Which causes an increase in production and therefore in the concentration of proinflammatory cytokines, the excess of which is destructive for host cells, including CNS cells. All of this leads to general inflammation of the body, which is why the hypotheses are supported that these effects influence the development of affective disorders.
One of the most important and dangerous neurodevelopmental diseases related to the composition of the gastrointestinal microbiota is autism spectrum disorder (ASD). According to reports from the CDC's Autism and Developmental Disabilities Monitoring Network (ADDM), approximately 1 in 44 children in the United States has been diagnosed with ASD.

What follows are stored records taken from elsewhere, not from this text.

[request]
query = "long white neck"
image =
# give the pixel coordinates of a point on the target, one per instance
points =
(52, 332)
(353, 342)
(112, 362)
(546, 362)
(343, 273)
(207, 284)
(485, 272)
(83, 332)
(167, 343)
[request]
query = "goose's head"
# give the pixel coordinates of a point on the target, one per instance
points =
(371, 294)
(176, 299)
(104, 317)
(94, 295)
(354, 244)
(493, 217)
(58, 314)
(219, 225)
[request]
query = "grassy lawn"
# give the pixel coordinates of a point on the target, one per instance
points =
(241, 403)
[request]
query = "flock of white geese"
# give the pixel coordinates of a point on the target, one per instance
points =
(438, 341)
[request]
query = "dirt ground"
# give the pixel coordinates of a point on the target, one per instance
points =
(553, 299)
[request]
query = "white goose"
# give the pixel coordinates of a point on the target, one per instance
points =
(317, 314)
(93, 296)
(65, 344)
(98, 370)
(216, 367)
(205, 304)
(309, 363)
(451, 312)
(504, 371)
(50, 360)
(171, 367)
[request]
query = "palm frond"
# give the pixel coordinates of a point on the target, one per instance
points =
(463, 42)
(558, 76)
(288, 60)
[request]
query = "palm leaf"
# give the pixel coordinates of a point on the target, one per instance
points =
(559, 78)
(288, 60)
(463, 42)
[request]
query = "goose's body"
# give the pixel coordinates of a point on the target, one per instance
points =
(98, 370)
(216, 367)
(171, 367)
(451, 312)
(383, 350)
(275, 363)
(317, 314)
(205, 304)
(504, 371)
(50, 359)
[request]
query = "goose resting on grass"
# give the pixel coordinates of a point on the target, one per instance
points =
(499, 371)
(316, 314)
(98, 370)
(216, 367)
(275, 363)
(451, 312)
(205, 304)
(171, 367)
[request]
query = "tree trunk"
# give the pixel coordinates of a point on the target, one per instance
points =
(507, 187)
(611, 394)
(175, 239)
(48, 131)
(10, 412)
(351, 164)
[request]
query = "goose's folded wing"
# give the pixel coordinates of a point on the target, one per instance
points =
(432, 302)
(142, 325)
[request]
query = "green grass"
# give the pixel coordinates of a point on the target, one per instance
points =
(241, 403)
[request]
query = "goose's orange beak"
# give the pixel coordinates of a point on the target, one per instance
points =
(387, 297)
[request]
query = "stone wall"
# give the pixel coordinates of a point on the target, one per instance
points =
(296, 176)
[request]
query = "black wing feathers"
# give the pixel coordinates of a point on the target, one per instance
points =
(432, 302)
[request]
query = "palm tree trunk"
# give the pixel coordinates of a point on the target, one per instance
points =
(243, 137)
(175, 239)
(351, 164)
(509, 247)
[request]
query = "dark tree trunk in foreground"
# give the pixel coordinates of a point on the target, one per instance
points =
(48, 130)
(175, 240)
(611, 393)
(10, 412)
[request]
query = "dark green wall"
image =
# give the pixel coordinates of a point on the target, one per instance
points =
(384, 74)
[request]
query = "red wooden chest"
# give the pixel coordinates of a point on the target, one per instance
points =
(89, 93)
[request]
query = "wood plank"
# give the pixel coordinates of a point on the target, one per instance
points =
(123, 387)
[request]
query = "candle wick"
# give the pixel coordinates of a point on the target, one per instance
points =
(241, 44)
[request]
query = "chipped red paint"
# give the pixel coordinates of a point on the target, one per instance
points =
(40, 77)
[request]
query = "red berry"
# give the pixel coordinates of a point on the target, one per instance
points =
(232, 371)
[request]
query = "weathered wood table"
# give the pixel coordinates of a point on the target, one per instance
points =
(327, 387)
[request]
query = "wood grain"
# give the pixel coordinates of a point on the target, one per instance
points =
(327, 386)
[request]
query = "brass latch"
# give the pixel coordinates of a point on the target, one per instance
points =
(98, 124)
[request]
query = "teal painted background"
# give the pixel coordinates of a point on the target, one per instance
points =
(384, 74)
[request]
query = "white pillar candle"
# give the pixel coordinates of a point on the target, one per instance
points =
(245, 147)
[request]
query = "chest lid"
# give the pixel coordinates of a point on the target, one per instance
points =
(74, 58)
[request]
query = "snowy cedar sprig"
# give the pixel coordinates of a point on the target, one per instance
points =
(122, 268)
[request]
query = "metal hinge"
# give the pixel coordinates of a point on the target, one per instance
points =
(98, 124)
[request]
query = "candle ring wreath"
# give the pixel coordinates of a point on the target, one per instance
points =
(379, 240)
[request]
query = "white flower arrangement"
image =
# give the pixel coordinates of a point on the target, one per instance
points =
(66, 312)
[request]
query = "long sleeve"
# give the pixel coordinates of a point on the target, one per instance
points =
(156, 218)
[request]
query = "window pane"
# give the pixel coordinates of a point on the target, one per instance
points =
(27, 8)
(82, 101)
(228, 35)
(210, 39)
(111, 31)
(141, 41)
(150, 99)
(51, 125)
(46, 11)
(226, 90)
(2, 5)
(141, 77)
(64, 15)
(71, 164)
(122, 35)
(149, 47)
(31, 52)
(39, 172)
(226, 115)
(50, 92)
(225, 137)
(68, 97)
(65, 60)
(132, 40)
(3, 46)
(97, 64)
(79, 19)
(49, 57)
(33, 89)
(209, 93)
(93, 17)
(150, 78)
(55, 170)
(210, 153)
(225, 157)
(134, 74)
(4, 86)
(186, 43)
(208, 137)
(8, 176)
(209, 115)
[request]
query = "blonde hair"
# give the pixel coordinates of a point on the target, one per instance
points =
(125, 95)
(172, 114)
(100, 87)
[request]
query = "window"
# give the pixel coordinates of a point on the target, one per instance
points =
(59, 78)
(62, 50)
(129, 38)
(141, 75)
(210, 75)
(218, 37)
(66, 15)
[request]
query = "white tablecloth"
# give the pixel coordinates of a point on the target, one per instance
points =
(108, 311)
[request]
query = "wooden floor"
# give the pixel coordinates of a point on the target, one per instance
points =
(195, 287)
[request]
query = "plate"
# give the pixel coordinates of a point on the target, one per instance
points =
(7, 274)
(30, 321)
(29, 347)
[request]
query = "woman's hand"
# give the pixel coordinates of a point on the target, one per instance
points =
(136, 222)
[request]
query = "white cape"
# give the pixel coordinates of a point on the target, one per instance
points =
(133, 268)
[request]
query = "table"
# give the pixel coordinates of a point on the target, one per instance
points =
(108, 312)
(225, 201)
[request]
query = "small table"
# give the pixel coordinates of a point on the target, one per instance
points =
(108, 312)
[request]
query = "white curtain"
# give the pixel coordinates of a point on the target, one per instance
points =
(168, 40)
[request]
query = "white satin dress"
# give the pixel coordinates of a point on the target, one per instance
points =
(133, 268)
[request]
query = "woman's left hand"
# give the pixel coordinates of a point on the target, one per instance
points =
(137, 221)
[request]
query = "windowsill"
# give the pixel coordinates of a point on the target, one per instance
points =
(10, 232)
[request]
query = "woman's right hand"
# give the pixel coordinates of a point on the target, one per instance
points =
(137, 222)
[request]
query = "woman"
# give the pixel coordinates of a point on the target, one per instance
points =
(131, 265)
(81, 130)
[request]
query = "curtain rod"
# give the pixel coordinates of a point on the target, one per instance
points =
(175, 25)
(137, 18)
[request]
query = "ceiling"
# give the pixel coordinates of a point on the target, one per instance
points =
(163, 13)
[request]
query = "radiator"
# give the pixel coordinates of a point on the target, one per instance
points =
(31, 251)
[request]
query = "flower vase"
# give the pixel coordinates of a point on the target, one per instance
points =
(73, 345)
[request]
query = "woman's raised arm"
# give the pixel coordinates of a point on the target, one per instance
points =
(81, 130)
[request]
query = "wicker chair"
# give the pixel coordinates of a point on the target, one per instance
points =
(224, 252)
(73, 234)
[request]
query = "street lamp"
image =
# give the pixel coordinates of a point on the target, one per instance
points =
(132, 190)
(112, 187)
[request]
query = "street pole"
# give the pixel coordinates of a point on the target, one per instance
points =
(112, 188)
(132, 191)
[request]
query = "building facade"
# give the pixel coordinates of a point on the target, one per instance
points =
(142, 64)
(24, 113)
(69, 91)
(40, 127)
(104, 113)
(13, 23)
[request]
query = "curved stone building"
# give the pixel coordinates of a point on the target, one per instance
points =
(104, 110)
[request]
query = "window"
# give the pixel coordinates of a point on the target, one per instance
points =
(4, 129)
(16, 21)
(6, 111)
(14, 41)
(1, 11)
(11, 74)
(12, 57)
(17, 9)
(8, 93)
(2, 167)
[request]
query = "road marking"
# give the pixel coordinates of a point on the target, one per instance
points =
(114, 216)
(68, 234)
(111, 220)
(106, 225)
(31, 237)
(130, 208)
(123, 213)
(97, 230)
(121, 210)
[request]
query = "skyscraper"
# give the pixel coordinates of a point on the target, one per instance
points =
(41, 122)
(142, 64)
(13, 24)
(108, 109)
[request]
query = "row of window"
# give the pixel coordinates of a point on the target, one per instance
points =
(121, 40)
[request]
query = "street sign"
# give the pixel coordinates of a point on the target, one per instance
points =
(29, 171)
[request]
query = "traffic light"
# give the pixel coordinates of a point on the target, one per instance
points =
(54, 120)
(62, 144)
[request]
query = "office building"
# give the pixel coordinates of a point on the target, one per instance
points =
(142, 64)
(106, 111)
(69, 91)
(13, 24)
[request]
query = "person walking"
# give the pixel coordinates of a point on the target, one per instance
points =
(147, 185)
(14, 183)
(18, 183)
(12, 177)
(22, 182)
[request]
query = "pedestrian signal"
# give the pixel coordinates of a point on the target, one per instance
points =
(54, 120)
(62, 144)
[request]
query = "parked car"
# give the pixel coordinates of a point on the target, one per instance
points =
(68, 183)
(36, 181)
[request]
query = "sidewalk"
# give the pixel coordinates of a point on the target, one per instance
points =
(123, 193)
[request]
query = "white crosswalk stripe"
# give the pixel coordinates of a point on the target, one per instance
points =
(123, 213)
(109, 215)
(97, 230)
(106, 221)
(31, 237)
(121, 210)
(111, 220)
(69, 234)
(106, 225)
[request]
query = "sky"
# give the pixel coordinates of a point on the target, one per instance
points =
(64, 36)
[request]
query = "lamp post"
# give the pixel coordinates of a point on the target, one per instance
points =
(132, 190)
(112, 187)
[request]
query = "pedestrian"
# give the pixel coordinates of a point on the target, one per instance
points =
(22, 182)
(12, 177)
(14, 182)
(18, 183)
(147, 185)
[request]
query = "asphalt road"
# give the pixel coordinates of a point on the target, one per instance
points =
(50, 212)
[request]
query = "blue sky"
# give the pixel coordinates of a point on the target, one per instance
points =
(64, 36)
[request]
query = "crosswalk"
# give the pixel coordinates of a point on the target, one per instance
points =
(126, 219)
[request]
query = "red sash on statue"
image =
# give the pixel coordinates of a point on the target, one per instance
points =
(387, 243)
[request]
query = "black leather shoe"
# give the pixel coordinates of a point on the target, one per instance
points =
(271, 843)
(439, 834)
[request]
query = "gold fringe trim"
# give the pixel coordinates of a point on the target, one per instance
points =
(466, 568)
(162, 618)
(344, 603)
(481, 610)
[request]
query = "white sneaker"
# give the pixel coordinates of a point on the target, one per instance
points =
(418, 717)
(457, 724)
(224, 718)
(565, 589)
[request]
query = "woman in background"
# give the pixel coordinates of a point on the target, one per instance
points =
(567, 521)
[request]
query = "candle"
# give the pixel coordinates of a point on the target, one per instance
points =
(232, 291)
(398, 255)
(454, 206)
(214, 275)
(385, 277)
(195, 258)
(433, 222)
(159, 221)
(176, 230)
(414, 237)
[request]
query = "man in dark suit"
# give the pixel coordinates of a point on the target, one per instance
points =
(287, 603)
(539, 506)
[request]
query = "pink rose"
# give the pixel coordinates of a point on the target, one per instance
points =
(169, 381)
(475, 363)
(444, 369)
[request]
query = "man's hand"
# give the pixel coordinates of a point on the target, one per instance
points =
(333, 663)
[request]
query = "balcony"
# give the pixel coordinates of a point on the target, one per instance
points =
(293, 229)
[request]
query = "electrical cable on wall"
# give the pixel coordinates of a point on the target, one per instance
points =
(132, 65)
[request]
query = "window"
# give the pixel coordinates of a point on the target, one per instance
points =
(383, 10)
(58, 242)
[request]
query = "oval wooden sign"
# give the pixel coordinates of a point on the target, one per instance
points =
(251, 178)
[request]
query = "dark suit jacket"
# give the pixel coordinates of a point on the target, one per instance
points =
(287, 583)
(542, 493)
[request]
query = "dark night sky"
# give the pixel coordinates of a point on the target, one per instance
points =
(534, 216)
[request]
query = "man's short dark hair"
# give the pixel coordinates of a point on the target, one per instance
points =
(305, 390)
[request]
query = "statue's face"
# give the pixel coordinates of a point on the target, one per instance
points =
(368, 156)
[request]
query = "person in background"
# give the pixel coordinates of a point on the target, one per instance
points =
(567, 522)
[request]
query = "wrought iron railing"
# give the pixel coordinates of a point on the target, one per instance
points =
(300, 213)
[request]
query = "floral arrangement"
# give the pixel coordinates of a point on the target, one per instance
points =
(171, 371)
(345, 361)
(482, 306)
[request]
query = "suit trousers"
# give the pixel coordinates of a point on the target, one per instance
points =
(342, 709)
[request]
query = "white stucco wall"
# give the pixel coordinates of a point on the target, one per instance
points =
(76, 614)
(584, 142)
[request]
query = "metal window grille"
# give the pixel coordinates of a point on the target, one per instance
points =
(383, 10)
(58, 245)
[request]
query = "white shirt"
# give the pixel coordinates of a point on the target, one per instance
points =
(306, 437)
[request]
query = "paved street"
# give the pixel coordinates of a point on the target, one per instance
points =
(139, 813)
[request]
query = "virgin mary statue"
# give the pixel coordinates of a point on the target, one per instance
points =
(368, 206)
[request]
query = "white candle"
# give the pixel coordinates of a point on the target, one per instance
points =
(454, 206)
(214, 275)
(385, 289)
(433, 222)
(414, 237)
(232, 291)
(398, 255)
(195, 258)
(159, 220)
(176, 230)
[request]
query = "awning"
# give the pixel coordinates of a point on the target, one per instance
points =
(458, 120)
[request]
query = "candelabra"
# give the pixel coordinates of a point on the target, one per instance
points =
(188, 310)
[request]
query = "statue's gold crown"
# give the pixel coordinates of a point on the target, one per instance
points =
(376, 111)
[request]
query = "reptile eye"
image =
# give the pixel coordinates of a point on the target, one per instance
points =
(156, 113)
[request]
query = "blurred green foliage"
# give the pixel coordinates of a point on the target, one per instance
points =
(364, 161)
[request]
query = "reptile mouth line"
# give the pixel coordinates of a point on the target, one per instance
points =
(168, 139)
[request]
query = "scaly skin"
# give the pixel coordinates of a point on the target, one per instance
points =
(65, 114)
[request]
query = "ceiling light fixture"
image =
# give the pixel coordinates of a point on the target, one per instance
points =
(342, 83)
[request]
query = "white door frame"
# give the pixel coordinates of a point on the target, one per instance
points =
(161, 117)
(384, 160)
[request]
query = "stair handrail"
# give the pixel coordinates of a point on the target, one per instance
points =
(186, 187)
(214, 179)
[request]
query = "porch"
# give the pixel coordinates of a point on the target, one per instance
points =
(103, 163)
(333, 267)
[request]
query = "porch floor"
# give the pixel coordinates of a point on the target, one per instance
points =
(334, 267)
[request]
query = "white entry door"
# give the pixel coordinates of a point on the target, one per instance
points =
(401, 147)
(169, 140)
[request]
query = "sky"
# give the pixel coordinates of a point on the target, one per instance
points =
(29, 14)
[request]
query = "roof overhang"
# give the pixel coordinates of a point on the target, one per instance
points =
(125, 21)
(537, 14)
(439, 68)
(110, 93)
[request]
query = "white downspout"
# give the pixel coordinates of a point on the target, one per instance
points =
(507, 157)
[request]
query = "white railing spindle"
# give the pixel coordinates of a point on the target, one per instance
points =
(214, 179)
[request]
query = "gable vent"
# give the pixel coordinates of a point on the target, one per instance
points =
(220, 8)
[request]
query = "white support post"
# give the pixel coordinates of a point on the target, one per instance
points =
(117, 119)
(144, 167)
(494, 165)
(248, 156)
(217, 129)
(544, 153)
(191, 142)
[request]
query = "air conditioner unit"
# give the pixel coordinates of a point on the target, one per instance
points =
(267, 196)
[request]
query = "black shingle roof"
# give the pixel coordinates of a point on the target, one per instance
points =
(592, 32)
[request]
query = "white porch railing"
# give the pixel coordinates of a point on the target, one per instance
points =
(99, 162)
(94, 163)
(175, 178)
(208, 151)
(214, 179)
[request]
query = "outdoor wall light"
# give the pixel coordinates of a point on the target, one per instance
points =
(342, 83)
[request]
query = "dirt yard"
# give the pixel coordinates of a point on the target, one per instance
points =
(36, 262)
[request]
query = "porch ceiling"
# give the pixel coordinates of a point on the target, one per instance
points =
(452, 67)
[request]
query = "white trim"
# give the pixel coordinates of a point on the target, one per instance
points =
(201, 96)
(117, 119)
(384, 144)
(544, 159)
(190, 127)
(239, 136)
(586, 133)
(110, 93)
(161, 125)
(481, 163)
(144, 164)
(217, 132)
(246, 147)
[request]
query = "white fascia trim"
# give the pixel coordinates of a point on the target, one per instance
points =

Some studies indicated genetic factors, other studies gastrointestinal abnormalities, inflammation or other individual and external factors (for example, pre- and postnatal exposure, stress, gastrointestinal microbiota or diet), although none of them are able to completely elucidate this disorder.
A common neurodevelopmental disorder is attention deficit hyperactivity disorder (ADHD), which affects 6 million children ages 3 to 17. Clinically, it manifests itself with certain patterns that include difficulty maintaining attention and sudden and unexpected behavior.
The dopamine receptor genes DRD4 and DRD5 and dopamine and serotonin transmitters are considered the main etiological factors of this disease.
But there is increasing evidence indicating a connection with the microbiome-gut-brain axis. In microbiome studies the results revealed differences in the taxa of microbiota composition, where in cases of ADHD, the phylum Actinobacteria was more abundant (e.g., Bifidobacterium), while the abundance of Firmicutes decreased.
Interestingly, the same study revealed that the microbiome of ADHD cases shows a more notable ability to produce cyclohexadienyl dehydratase (CDT), which is involved in the synthesis of the dopamine precursor (phenylalanine).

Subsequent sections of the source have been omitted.